Integral Image Filters

Integral images have been introduced by Crow (1984)¹ as a technique to improve texture rendering speed at multiple scales in perspective projections. The technique has since then been used for a number of applications.
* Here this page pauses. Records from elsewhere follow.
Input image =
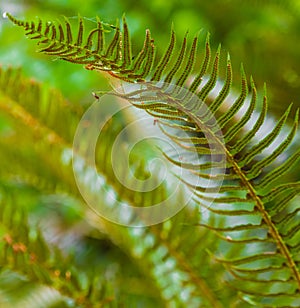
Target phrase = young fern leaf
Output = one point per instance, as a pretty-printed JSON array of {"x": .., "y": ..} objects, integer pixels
[{"x": 246, "y": 185}]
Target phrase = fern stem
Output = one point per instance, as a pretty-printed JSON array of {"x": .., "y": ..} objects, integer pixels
[{"x": 282, "y": 246}]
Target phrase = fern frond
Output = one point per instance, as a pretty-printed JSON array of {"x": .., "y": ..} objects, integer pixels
[{"x": 248, "y": 179}]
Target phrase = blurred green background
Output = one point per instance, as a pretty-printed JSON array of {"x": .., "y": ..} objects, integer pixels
[{"x": 261, "y": 34}]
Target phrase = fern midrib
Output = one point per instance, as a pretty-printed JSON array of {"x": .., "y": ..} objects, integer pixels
[
  {"x": 11, "y": 107},
  {"x": 266, "y": 217}
]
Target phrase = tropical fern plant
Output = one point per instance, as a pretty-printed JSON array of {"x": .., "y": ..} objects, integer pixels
[{"x": 251, "y": 217}]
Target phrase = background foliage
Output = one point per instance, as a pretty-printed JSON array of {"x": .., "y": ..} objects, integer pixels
[{"x": 261, "y": 34}]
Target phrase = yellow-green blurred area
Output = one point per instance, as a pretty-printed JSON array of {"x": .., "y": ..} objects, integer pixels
[
  {"x": 36, "y": 172},
  {"x": 261, "y": 34}
]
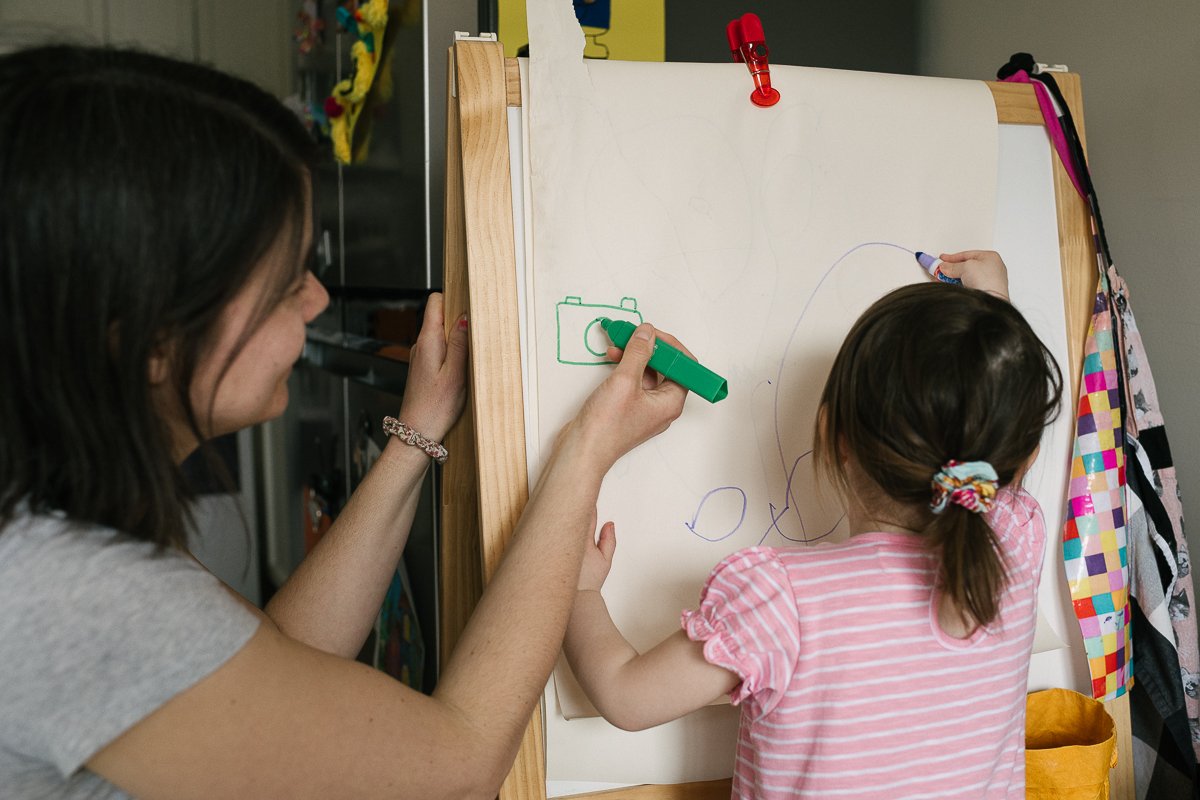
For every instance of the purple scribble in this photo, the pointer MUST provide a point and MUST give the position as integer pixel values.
(695, 517)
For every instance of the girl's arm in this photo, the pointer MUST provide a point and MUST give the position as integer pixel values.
(330, 602)
(285, 720)
(978, 269)
(634, 691)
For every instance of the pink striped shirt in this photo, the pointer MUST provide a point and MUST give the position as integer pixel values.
(849, 686)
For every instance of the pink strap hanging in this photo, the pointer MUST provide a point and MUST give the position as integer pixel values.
(1054, 127)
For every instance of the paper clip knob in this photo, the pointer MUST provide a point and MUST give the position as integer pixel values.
(748, 43)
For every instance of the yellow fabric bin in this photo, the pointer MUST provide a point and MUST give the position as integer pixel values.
(1069, 746)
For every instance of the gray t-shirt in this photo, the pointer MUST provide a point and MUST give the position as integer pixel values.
(96, 631)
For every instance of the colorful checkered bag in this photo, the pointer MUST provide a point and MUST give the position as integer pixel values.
(1095, 542)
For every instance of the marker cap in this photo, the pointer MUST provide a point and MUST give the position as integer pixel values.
(671, 362)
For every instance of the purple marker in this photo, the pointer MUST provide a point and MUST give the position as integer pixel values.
(933, 265)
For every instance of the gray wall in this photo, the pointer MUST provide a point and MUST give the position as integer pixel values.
(1140, 71)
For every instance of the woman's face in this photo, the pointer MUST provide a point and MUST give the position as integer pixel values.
(255, 386)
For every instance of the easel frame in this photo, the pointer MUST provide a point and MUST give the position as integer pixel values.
(484, 486)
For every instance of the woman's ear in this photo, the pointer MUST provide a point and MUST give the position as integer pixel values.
(1025, 468)
(160, 365)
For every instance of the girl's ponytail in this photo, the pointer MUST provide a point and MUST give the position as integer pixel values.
(972, 572)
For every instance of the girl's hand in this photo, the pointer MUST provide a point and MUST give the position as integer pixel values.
(437, 374)
(978, 269)
(634, 403)
(598, 559)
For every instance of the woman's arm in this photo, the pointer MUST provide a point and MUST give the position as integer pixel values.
(331, 600)
(282, 719)
(634, 691)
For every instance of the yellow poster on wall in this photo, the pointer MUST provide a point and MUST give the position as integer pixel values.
(625, 30)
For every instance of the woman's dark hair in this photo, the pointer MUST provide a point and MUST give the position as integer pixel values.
(139, 194)
(931, 373)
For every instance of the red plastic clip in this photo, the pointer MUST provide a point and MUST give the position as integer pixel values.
(749, 44)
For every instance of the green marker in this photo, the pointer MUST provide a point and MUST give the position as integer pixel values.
(671, 362)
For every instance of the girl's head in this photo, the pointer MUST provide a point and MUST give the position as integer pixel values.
(154, 222)
(928, 374)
The most popular examples are fast normalized cross-correlation², the Viola-Jones object detection framework³, and the Speeded Up Robust Feature (SURF) transform⁴. In Fiji, we currently use Integral Images for a number of basic statistic block filters.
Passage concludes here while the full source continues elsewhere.